The next song, How Will I Be Now bounces along on a tasty acoustic guitar hook over hip-hop beats, masking the song's sad undercurrent. The following track, Perfect Girl is the cd's most overtly pop moment, an irresistibly catchy song appropriate for both urban and CHR radio formats. Of course, its blissful sunniness eventually gives way to clouds, and with them redemption. It wouldn't be real otherwise. Friendly Fire, driven by ex Pere Ubu bassist Tony Maimone's swooping bass and Lee's tinkling piano, is perhaps the album's artiest moment: "I can't see your scars but I can feel them," she muses ruefully.
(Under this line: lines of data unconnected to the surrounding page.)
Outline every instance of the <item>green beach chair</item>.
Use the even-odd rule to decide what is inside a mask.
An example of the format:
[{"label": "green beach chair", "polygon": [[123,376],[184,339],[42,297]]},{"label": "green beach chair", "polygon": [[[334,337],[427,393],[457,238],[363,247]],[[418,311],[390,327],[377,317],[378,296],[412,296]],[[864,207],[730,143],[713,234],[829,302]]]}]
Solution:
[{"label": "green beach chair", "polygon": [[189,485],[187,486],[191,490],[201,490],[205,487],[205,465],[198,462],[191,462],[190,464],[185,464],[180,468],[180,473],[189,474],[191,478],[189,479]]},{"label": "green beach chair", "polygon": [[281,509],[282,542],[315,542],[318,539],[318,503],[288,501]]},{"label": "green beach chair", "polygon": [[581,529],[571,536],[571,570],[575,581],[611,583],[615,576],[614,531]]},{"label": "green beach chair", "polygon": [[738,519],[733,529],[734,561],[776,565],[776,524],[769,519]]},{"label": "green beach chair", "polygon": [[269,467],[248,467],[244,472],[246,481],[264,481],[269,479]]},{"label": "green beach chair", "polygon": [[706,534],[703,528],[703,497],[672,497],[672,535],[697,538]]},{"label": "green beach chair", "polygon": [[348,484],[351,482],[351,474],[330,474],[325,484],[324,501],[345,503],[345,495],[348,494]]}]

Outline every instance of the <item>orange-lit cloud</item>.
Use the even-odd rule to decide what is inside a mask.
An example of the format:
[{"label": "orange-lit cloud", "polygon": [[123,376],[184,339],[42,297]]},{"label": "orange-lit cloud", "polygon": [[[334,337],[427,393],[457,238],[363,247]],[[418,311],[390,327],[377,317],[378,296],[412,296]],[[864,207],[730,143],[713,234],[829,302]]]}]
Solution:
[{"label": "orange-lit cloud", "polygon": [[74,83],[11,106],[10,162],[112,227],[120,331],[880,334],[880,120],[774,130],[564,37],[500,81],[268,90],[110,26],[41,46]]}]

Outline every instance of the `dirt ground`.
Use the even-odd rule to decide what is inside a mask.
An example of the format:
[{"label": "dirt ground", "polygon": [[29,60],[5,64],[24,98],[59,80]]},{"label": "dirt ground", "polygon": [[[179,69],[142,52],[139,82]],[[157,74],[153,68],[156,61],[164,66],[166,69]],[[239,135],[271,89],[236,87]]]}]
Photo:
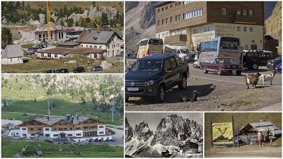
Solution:
[{"label": "dirt ground", "polygon": [[244,146],[238,148],[214,148],[204,152],[204,158],[282,158],[282,147]]},{"label": "dirt ground", "polygon": [[[194,77],[189,78],[187,86],[185,90],[179,90],[177,87],[169,90],[163,103],[129,98],[126,111],[281,111],[281,86],[259,86],[256,89],[246,90],[244,83]],[[199,92],[197,101],[181,102],[183,96],[190,95],[194,90]]]}]

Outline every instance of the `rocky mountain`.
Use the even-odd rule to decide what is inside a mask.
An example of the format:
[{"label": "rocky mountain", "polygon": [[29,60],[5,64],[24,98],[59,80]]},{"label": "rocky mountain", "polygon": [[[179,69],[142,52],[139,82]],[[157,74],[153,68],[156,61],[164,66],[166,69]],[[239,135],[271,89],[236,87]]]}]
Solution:
[{"label": "rocky mountain", "polygon": [[125,137],[126,142],[130,141],[133,135],[134,135],[133,129],[129,125],[128,119],[126,117],[125,121]]},{"label": "rocky mountain", "polygon": [[143,38],[155,37],[155,9],[157,1],[128,1],[125,4],[126,48],[137,50]]},{"label": "rocky mountain", "polygon": [[144,121],[136,125],[134,134],[130,137],[131,126],[128,124],[126,119],[125,154],[132,157],[164,157],[163,152],[176,153],[180,143],[188,140],[198,143],[203,134],[202,126],[176,114],[161,119],[154,133]]},{"label": "rocky mountain", "polygon": [[282,52],[282,2],[278,1],[271,16],[265,20],[265,34],[279,40],[278,52]]}]

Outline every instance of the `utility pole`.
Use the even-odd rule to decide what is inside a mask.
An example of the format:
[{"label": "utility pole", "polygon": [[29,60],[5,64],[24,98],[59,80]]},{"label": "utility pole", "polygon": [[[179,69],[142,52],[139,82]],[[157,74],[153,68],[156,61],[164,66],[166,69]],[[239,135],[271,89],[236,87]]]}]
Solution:
[{"label": "utility pole", "polygon": [[47,99],[46,101],[48,102],[48,115],[50,115],[50,99]]}]

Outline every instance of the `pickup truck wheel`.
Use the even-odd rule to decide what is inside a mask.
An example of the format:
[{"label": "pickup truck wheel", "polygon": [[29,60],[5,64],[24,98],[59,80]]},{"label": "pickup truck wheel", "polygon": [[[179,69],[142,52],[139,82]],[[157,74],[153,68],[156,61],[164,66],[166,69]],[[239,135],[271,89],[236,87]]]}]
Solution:
[{"label": "pickup truck wheel", "polygon": [[157,95],[156,98],[156,101],[157,102],[163,102],[164,101],[165,90],[163,86],[158,86],[158,90],[157,90]]},{"label": "pickup truck wheel", "polygon": [[253,64],[252,64],[252,69],[253,69],[253,70],[257,70],[257,69],[258,69],[258,64],[257,63],[253,63]]},{"label": "pickup truck wheel", "polygon": [[187,88],[187,78],[185,77],[182,76],[182,80],[180,81],[178,88],[179,90],[185,90]]},{"label": "pickup truck wheel", "polygon": [[203,68],[203,70],[204,70],[204,73],[208,73],[208,71],[207,71],[207,67],[204,67],[204,68]]},{"label": "pickup truck wheel", "polygon": [[236,75],[241,76],[241,74],[242,74],[242,71],[236,71]]},{"label": "pickup truck wheel", "polygon": [[219,75],[219,76],[222,76],[223,75],[223,72],[222,72],[222,71],[221,71],[220,67],[219,67],[217,69],[217,74]]}]

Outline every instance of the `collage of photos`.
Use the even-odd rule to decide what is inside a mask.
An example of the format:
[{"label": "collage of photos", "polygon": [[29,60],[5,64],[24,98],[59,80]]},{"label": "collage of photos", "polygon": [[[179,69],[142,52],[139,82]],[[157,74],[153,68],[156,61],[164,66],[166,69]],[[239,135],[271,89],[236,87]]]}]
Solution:
[{"label": "collage of photos", "polygon": [[281,1],[1,8],[1,158],[282,158]]}]

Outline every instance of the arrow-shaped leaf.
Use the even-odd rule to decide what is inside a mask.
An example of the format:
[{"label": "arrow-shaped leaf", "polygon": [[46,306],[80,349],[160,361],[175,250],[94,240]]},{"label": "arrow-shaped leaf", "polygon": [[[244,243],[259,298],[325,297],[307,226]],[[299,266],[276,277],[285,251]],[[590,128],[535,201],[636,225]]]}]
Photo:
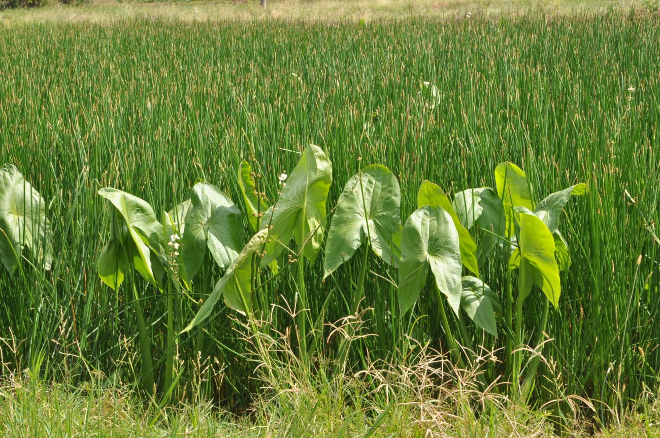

Other standout tracks include I Breathe, featuring tastefully layered harmonies over funky, fluid bass and a memorable chorus: The live concert staple Retrograde Heart (from the Quicksand ep) is reprised here as a downtempo piano-driven hit. The quietly deadpan Last Night perfectly captures the weariness of the wee hours, the endorphins kicking in as the clock runs down on the apocalypse. Lest all the catchiness start to get to you, guitar maestro Joel Hamilton's completely over-the-top, faux-Hendrix noise on the pseudo-metal Heroin will wake you https://www.tradebit.com cd concludes with an above-average musical joke, one that works surprisingly well for what it is, probably a studio accident that Lee or one of her accomplices stumbled on and decided to keep. .

This is a shockingly accessible album. Virtually without exception, every song on this cd could be a radio hit. The album is as likely to be a repeat selection on the cheerleading squad's boombox as it undoubtedly will be over the sound system at funky-chic Bedford Avenue bars and clubs. After it's out, Alice Lee should be opening for Avril Levine at Madison Square Garden. She should tour with Norah Jones. But it's too bad that Nina Simone left us before she could cover an Alice Lee song or two, because that's where Lee's heart is really at. More than anything else, she's a soul sister, the closest thing to Nina Simone we have these days. With a well-honed sense of outrage, a knack for the lyrical bon mot, a powerful set of pipes that swoop effortlessly from her usual alto to the upper ranges of the vocal stratosphere and fingers that light up the fretboard, the keys of the piano and accordion with equal ferocity and finesse, she defies description. She's just very, very good.